The prince smiled sourly. “I thought it odd at the time that the case contained nothing of any serious moment. All the letters were transient and inconsequential, the sorts of things that would be included so long as a courier was already going to Moscow anyway. But there was nothing that in and of itself would prompt so hazardous a journey. I watched you carefully from the ship, and though you did indeed rummage through the bag—”

“I was merely determining that its contents were undamaged.”

“—you had no opportunity to discard a letter. The strand was empty and you were being observed every minute. Many times over the too-eventful weeks since, I have mused on this paradox. Until finally the answer came to me.” The prince reached inside the case. “The bottom, you will note, is reinforced with a second layer of leather. The stitching has come undone along one side. It would be the easiest thing in the world for a scoundrel to slide an envelope beneath, where it would easily escape detection.”

With a flourish, Prince Achmed produced a letter in the distinctive red envelope-and-seal of the Byzantine Secret Service. “Behold! A careful accounting of your perfidy and deceit. Which you tried to conceal from me.”

Surplus raised his snout disdainfully. “I never saw the thing before this moment. It must have been placed where you found it by the messenger, for motives known only to himself.”

The ambassador flung away the case and shook the letter open with his left hand. “To begin: You obtained your current situations as my secretaries by presenting me with forged letters of commendation from the Sultan of Krakow—a personage and indeed a position which, under later investigation, turned out not to exist.”

“Sir, everybody puffs their resume. ’Tis a venial sin, at worst.”

“You said you were personal favorites of the Council of Magi and thus able to secure passage through Persia without bribery. Later, when this turned out not to be true, you claimed there had been a change in leadership and your patrons were out of political favor. The truth, it turns out, is that erenow you had never been east of Byzantium.”

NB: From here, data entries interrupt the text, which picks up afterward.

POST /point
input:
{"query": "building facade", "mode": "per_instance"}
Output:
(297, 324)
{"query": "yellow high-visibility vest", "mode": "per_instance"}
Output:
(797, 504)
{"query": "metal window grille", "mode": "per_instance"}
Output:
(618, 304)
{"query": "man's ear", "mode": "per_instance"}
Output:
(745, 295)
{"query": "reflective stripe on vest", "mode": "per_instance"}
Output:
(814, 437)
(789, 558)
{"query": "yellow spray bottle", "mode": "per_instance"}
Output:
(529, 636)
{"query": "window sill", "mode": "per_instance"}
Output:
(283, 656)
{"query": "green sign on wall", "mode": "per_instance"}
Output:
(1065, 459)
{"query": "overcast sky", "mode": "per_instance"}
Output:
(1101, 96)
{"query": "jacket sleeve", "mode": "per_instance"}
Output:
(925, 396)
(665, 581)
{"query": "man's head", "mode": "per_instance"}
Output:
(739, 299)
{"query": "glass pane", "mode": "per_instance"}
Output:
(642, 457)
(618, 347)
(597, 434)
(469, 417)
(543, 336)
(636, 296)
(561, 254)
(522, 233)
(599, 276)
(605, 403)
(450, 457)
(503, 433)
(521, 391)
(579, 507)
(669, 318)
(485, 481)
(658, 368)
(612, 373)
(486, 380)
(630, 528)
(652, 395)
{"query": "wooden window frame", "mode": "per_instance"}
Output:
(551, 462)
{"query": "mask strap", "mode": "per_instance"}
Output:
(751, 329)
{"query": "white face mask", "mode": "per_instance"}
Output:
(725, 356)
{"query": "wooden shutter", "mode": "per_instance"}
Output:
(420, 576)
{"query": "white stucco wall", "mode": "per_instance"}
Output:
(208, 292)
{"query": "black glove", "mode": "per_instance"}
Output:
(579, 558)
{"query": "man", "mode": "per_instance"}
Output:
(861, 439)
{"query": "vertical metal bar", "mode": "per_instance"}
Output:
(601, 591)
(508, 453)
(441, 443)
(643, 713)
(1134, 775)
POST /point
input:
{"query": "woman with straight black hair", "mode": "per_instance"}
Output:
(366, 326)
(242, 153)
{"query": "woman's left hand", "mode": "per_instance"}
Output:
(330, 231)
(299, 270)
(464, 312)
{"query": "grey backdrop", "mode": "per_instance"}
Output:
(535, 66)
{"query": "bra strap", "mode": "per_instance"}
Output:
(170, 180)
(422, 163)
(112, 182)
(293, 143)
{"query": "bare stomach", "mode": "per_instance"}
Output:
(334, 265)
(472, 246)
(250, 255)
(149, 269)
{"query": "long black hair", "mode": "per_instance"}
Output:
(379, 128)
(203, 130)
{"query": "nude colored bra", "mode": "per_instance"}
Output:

“A little white lie,” Darger said urbanely. “We have business in Moscow and you were heading in that direction. It was the only way we could join your caravan. True, the Council of Magi did require you to pay them handsomely. But they would have done so in any case. So our deceit cost you nothing.”

The ambassador’s right hand whitened on the hilt of his scimitar. His horse, sensing his tension, pawed the ground uneasily. “Further, it says here, you are both notorious confidence-men and swindlers who have defrauded your way through the entirety of Europe.”

“Swindlers is such a harsh word. Say rather that we live by our wits.”

“In any case,” Surplus said, “save for the Neanderthals, we are all the staff you have left. And the Neander-men, strong though they are and loyal though they have no choice but to be, are hardly to be relied upon in an emergency.”

The lead Neanderthal, one Enkidu by name, turned and curled his lip. “Fuck you, Bub.”

“I meant no insult,” Surplus said. “Only that there may be situations where quick wits count for more than strength.”

“Fuck yer mama, too.”

Ignoring him, the ambassador said, “In Paris, you sold a businessman the location of the long-lost remains of the Eiffel Tower. In Stockholm, you dispensed government offices and royal titles to which you had no claim. In Prague, you unleashed a plague of golems upon an unsuspecting city.”

“The golem is a supernatural creature, and thus nonexistent,” Darger stipulated. His mount whickered, as if in agreement. “Those you speak of were either robots or androids—the taxonomy gets a bit muddled, I admit—and in either instance, revenant technology from the Utopian era. We did Prague a favor by discovering their existence before they had the chance to do any real damage.”

“You burned London to the ground!”

“We were there when it burned, granted. But it was hardly our fault.